Originally used a normalisation method (0-1) but this produced strange results with ANN so standardized datasets instead. Removes mean and scales to unit variance. 

#### Wine Dataset

In [39]:
wine_train_x = standardize(wine_train_x)
wine_test_x = standardize(wine_test_x)

#### Breast Cancer Dataset 

In [40]:
breast_cancer_train_x = standardize(breast_cancer_train_x)
breast_cancer_test_x = standardize(breast_cancer_test_x)
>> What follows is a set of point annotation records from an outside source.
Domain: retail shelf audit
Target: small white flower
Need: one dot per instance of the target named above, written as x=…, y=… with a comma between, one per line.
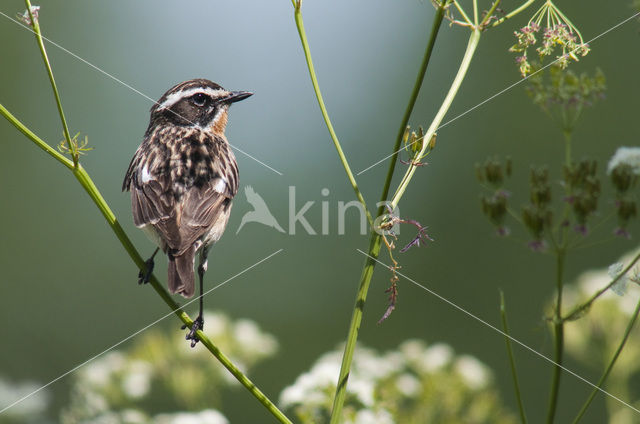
x=216, y=324
x=208, y=416
x=133, y=416
x=137, y=381
x=474, y=372
x=627, y=156
x=436, y=357
x=362, y=389
x=367, y=416
x=253, y=340
x=620, y=286
x=408, y=385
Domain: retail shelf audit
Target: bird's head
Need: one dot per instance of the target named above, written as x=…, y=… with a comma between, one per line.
x=197, y=102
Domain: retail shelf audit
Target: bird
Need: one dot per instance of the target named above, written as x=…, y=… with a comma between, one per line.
x=260, y=212
x=183, y=178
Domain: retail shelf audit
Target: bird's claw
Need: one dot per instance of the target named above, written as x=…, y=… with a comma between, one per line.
x=198, y=324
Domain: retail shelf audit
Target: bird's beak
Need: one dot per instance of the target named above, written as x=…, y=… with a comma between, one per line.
x=236, y=96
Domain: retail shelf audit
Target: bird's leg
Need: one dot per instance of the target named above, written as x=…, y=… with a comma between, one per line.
x=144, y=276
x=198, y=323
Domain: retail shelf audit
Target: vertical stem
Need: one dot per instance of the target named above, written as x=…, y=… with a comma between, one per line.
x=36, y=29
x=475, y=13
x=375, y=240
x=88, y=185
x=558, y=329
x=435, y=27
x=474, y=39
x=627, y=332
x=323, y=109
x=567, y=147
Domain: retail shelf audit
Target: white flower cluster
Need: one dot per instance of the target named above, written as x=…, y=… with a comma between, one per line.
x=593, y=338
x=129, y=386
x=625, y=156
x=416, y=383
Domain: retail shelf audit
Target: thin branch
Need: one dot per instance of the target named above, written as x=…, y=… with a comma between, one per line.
x=446, y=104
x=36, y=29
x=512, y=360
x=323, y=109
x=513, y=13
x=578, y=310
x=375, y=240
x=91, y=189
x=606, y=373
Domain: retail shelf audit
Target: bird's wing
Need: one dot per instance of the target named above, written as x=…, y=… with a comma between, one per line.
x=181, y=220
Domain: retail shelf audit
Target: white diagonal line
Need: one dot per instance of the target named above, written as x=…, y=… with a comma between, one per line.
x=127, y=85
x=499, y=93
x=461, y=309
x=137, y=332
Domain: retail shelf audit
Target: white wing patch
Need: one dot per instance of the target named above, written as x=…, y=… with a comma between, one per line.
x=146, y=176
x=221, y=186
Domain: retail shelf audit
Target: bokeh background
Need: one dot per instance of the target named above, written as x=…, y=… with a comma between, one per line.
x=69, y=290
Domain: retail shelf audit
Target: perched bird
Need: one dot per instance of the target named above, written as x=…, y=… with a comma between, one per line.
x=183, y=178
x=260, y=212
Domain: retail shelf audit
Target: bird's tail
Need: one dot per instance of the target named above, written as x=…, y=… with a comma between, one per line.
x=181, y=276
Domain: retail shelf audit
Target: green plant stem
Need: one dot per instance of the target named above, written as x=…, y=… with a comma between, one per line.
x=446, y=104
x=323, y=109
x=463, y=13
x=512, y=360
x=578, y=310
x=487, y=17
x=375, y=240
x=567, y=148
x=475, y=12
x=38, y=34
x=612, y=362
x=435, y=27
x=513, y=13
x=87, y=184
x=558, y=331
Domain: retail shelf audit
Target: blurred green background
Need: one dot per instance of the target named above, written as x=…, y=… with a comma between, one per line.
x=69, y=290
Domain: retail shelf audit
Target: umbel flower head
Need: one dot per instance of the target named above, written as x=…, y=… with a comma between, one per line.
x=559, y=37
x=416, y=383
x=624, y=170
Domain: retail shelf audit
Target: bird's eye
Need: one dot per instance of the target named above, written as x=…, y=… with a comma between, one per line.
x=199, y=99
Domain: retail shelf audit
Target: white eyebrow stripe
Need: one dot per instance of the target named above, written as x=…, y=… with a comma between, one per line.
x=174, y=97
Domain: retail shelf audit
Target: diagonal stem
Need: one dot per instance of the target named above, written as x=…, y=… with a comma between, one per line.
x=606, y=373
x=375, y=241
x=512, y=361
x=474, y=39
x=323, y=109
x=36, y=30
x=88, y=185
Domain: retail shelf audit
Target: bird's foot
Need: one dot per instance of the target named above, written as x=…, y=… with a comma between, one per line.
x=145, y=276
x=198, y=324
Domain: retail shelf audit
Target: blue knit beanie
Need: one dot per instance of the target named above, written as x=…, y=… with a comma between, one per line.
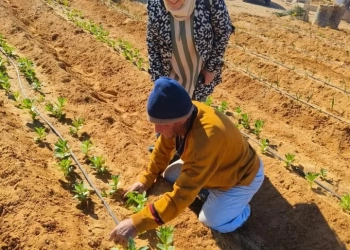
x=168, y=102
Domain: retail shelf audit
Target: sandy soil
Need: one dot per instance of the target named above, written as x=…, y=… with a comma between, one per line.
x=280, y=70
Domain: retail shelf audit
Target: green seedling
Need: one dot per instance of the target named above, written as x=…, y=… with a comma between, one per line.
x=139, y=63
x=308, y=98
x=6, y=86
x=65, y=166
x=208, y=101
x=114, y=184
x=4, y=82
x=29, y=105
x=222, y=107
x=86, y=147
x=16, y=96
x=131, y=246
x=24, y=64
x=264, y=146
x=41, y=98
x=77, y=125
x=97, y=164
x=258, y=125
x=36, y=85
x=311, y=177
x=57, y=108
x=82, y=193
x=245, y=120
x=2, y=65
x=290, y=158
x=332, y=102
x=41, y=134
x=7, y=49
x=166, y=237
x=61, y=149
x=345, y=202
x=323, y=173
x=136, y=201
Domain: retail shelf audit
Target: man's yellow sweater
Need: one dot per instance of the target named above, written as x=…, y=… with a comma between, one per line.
x=215, y=156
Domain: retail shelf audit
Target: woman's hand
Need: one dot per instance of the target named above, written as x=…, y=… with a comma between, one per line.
x=121, y=233
x=208, y=76
x=137, y=186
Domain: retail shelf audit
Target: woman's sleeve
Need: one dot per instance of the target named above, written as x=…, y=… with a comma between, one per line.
x=154, y=53
x=222, y=28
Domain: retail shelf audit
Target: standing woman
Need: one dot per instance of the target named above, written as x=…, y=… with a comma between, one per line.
x=186, y=38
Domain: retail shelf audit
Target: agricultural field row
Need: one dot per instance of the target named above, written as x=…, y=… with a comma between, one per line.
x=92, y=54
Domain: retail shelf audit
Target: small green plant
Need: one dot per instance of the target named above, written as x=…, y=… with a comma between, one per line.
x=332, y=102
x=323, y=173
x=345, y=202
x=290, y=158
x=97, y=164
x=29, y=105
x=77, y=125
x=245, y=120
x=36, y=85
x=4, y=82
x=264, y=145
x=82, y=193
x=311, y=177
x=136, y=201
x=308, y=98
x=41, y=134
x=41, y=98
x=7, y=49
x=208, y=101
x=131, y=246
x=258, y=126
x=238, y=110
x=16, y=96
x=86, y=147
x=222, y=107
x=7, y=87
x=166, y=236
x=56, y=108
x=61, y=149
x=65, y=166
x=114, y=184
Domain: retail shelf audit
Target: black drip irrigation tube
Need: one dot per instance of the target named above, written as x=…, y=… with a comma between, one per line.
x=59, y=135
x=314, y=106
x=295, y=169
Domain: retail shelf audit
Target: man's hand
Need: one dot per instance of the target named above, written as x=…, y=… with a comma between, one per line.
x=208, y=76
x=137, y=186
x=121, y=233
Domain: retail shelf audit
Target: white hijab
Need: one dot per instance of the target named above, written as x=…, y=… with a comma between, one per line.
x=183, y=12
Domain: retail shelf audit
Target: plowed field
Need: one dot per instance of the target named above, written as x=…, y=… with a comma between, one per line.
x=292, y=75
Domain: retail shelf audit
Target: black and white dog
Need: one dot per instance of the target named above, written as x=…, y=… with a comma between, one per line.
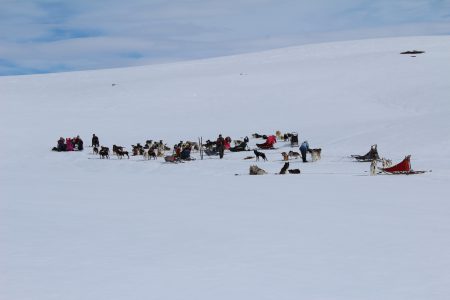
x=259, y=154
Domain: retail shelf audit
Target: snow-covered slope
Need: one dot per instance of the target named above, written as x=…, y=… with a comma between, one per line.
x=76, y=227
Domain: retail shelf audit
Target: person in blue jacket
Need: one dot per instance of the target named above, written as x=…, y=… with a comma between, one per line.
x=303, y=149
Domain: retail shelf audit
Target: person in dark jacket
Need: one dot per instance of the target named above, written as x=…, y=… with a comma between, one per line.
x=220, y=145
x=61, y=145
x=95, y=142
x=186, y=154
x=79, y=143
x=304, y=149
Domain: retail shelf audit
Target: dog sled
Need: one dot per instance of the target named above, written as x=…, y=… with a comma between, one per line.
x=369, y=156
x=211, y=151
x=239, y=148
x=402, y=168
x=271, y=140
x=294, y=139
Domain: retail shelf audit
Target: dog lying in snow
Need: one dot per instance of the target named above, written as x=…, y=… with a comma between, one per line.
x=259, y=154
x=150, y=154
x=315, y=154
x=386, y=162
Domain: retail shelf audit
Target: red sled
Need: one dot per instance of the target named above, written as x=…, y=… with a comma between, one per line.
x=271, y=140
x=404, y=167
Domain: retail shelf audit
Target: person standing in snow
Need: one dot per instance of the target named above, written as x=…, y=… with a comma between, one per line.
x=95, y=142
x=79, y=143
x=303, y=149
x=220, y=145
x=69, y=145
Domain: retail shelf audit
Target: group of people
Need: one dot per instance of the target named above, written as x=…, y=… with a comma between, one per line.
x=182, y=151
x=69, y=144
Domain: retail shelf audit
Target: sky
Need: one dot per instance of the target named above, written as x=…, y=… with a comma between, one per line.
x=44, y=36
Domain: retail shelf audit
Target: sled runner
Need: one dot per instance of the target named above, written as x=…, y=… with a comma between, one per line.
x=241, y=147
x=404, y=168
x=369, y=156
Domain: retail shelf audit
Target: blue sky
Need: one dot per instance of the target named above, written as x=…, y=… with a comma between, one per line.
x=41, y=36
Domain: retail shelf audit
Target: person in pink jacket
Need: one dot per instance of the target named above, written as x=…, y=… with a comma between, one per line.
x=69, y=145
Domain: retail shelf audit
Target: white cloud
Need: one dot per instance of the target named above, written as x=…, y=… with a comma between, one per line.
x=60, y=35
### Recombine X and Y Datasets 

#### Wine Dataset 

In [41]:
#Train
#Reset Index 
wine_train_x.reset_index(drop=True,inplace=True)
wine_train_y.reset_index(drop=True,inplace=True)
wine_train = pd.concat([wine_train_y,wine_train_x],axis=1)
#Test
wine_test_x.reset_index(drop=True,inplace=True)
wine_test_y.reset_index(drop=True,inplace=True)
wine_test = pd.concat([wine_test_y,wine_test_x],axis=1)
#Combined
wine_dataset = pd.concat([wine_train,wine_test])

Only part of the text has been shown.